Novas
pesquisas sugerem: nossa espécie é majoritariamente colaborativa, altruísta e
solidária. Ideia da ganância coletiva pode ser projeção ideológica dos que
concentram poder e capital
George
Monbiot – Outras Palvras - Tradução: Inês Castilho - Imagem: Marcos Alves
Você
se debate contra os sinais de indiferença e egoísmo humanos? Sente-se oprimido
pela sensação de que se preocupa com o mundo, ao contrário de muitos outros?

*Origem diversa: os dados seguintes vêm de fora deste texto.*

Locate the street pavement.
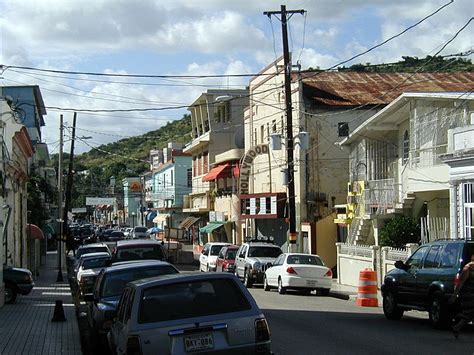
[0,252,81,355]
[250,286,474,355]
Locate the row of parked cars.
[71,240,270,354]
[199,241,332,295]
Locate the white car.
[263,253,332,296]
[199,243,230,271]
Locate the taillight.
[453,272,461,287]
[255,318,270,343]
[127,336,142,355]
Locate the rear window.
[101,265,178,297]
[76,246,109,258]
[286,255,324,266]
[138,279,252,323]
[82,258,110,269]
[115,245,165,261]
[211,245,224,255]
[248,247,283,258]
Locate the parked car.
[382,240,474,328]
[199,243,229,271]
[132,226,149,239]
[112,240,167,263]
[108,273,271,355]
[74,243,110,274]
[84,260,179,344]
[216,245,239,273]
[234,241,283,287]
[76,252,112,295]
[3,267,35,304]
[263,253,332,296]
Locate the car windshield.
[286,255,324,266]
[82,258,110,270]
[248,247,282,258]
[211,245,223,255]
[101,265,178,297]
[76,246,109,259]
[138,279,251,323]
[116,245,164,261]
[225,249,237,260]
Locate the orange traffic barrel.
[356,269,379,307]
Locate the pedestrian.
[449,254,474,339]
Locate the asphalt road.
[250,288,474,355]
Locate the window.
[406,247,428,270]
[187,168,193,187]
[402,131,410,164]
[138,278,252,323]
[423,245,440,268]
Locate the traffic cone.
[51,300,66,322]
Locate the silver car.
[108,273,271,355]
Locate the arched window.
[403,131,410,164]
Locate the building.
[183,89,249,253]
[339,92,474,245]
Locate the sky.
[0,0,474,153]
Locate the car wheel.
[244,270,253,288]
[382,291,403,320]
[278,278,286,295]
[5,284,17,304]
[429,292,449,329]
[263,276,270,291]
[318,288,330,296]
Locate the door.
[398,246,429,304]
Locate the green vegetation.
[379,215,421,248]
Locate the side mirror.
[395,260,407,270]
[84,293,94,302]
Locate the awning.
[153,213,170,223]
[202,163,231,181]
[199,222,224,233]
[26,223,44,239]
[146,211,157,221]
[178,217,199,229]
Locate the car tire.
[263,276,270,291]
[244,270,253,288]
[429,292,449,329]
[278,278,286,295]
[382,291,403,320]
[5,284,17,304]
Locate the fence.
[336,243,418,287]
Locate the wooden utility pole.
[63,112,77,252]
[263,5,305,251]
[56,115,64,282]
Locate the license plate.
[184,333,214,351]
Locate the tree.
[379,215,421,248]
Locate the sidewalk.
[0,252,82,355]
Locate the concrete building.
[183,89,249,253]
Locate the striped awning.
[178,216,199,229]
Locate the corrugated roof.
[300,72,474,106]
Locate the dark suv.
[382,240,474,328]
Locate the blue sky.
[0,0,474,152]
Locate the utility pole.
[56,115,64,282]
[63,112,77,247]
[263,5,305,252]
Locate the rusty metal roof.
[300,72,474,107]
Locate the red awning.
[26,223,44,239]
[202,163,231,181]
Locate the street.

Julga que a indiferença de pessoas iguais a você está esvaziando o que resta da
civilização e da vida na Terra? Se assim é, você não está sozinho. Mas também
não está certo.
Um
Estudo da Fundação Causa Comum,
a ser publicado em novembro, revela duas descobertas transformadoras. A
primeira é que a grande maioria das 1000 pessoas pesquisadas – 74% –
identifican-se mais fortemente com valores altruístas do que com valores
egoístas. Significa que estão mais interessadas em gentileza, honestidade, perdão
e justiça do que em dinheiro, fama, status e poder. A segunda é que uma maioria
semelhante – 78% – acredita que os outros são mais egoístas do que realmente
são. Ou seja, cometemos um terrível erro sobre o comportamento das outras
pessoas.
A
revelação de que a característica humana dominante é, digamos, a humanidade,
não é surpresa para quem acompanhou o recente desenvolvimento das ciências
sociais e do comportamento. As pessoas, sugerem essas descobertas, são basica e
intrinsecamente boa gente.
Um artigo de
revisão no jornal Fronteiras em Psicologia (Frontiers in Psychology) afirma
que nosso comportamento em relação a membros de nossa espécie que não são
nossos parentes é “espetacularmente incomum, comparado ao de outros animais”.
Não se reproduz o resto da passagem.